At any rate, I think of Plato as the father of the process that we might call interlocution, which consists primarily in beginning with a current belief and exposing its flaws and responding to them until no more flaws are to be found. Luckily, he was already an Idealist, so he didn't have to worry about whether or not he was excluding real-world possibilities by simply ironing out a prefab theory. I do not wish to go further into this.

Aristotle, on the other hand, is the father (for me) of unpacking. That is, instead of beginning with a pre-established definition of something and exposing its flaws, he began with a term and unpacked it (that is still the word we use), basically unfolding it like a city map until he got to something intelligible.
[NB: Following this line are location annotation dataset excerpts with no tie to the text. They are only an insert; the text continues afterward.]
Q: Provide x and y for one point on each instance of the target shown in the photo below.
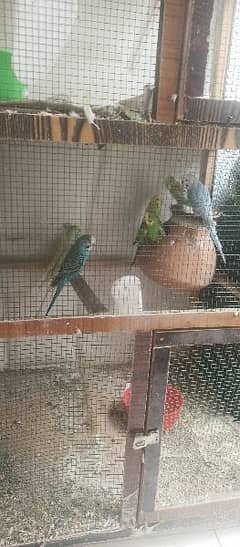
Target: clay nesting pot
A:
(184, 259)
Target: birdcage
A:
(119, 315)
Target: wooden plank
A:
(40, 128)
(213, 111)
(216, 513)
(199, 46)
(223, 13)
(185, 57)
(136, 421)
(155, 413)
(170, 58)
(120, 323)
(196, 337)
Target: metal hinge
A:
(142, 440)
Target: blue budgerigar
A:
(73, 263)
(201, 203)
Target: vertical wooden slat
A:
(136, 422)
(199, 46)
(170, 58)
(223, 14)
(155, 413)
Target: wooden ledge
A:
(120, 323)
(57, 128)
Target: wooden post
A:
(170, 59)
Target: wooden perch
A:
(87, 296)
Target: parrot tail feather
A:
(216, 241)
(56, 294)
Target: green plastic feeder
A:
(10, 87)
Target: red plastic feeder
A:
(174, 402)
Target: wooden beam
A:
(222, 32)
(212, 111)
(199, 46)
(39, 128)
(136, 422)
(124, 323)
(170, 59)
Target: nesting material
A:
(183, 259)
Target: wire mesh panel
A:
(62, 442)
(51, 194)
(200, 450)
(71, 51)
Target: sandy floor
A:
(62, 454)
(200, 458)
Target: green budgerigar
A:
(177, 190)
(150, 229)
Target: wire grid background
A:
(67, 50)
(104, 192)
(223, 46)
(200, 455)
(62, 445)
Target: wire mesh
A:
(200, 455)
(67, 50)
(45, 187)
(62, 445)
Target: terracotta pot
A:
(184, 259)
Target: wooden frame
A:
(169, 62)
(136, 423)
(193, 107)
(162, 343)
(120, 323)
(59, 129)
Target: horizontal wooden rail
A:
(66, 129)
(116, 323)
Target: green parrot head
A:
(154, 204)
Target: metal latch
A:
(142, 440)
Would you like an example? Well, how about asking, "What do I mean when I say 'love'? What is love?"

  1. Well, first off, we know that love is an emotion, therefore love = some type of emotion.
  2. Moreover, we know that all emotions are mental events that occur in a thinker and have something or someone as their object (heavy simplification, I know), therefore love = some type of mental event occurring in someone's mind and having something as its object.
  3. Well, let's unpack one of those "something's". We know that the event is, in general, pleasurable, so love = a pleasurable mental event occurring in someone's mind and having something as its object.
  4. ... etc ... until we get to something that we really like and feel is better understood than a word that is thrown around without much care for its meaning.
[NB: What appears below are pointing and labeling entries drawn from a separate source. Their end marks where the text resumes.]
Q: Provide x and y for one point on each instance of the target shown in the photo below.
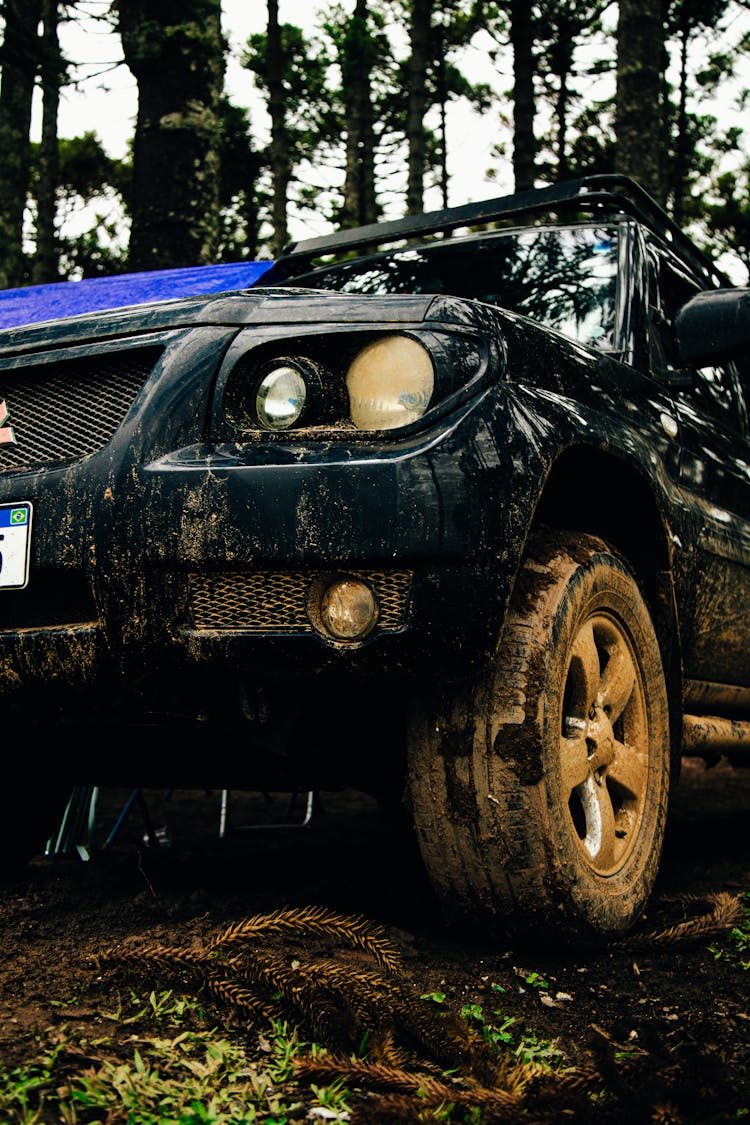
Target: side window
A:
(714, 388)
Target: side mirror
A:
(714, 326)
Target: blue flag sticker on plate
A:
(15, 543)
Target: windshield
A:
(563, 277)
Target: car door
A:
(714, 478)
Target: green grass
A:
(735, 945)
(196, 1077)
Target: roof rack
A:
(589, 192)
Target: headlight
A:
(390, 383)
(280, 397)
(327, 384)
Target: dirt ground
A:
(669, 1024)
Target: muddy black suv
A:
(463, 516)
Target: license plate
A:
(15, 542)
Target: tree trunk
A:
(640, 104)
(174, 50)
(46, 262)
(417, 104)
(280, 159)
(360, 205)
(19, 63)
(524, 143)
(565, 61)
(681, 143)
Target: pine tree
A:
(640, 115)
(19, 65)
(46, 260)
(174, 50)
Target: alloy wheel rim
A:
(604, 744)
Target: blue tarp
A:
(37, 303)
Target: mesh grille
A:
(277, 601)
(61, 412)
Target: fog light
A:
(349, 609)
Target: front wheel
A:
(540, 793)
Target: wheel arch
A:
(599, 494)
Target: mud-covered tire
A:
(540, 792)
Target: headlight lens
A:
(280, 397)
(390, 383)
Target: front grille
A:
(277, 601)
(61, 412)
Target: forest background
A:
(344, 113)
That is unpacking. And Aristotle was an absolute expert in it. He would spend a hundred pages going down a path, then find a complication, and have no qualms about throwing away (metaphorically) that entire 100 pages of work and starting from there again. This is, one should think, a characteristic of good philosophy: that the philosopher has no vested interest in arriving at a certain truth or conclusion, but is truly looking without knowing what he is looking for. Because, as is often the case, if you are looking for something, you will almost always encounter some way of finding it.

Disinterested unpacking is just one of the reasons that I love Aristotle. There is also the simple fact that his matter/form dichotomy is, to me personally, much more pleasing than Plato's theory of Forms, but that's really nothing but a personal preference. Indefensible without reference to emotion.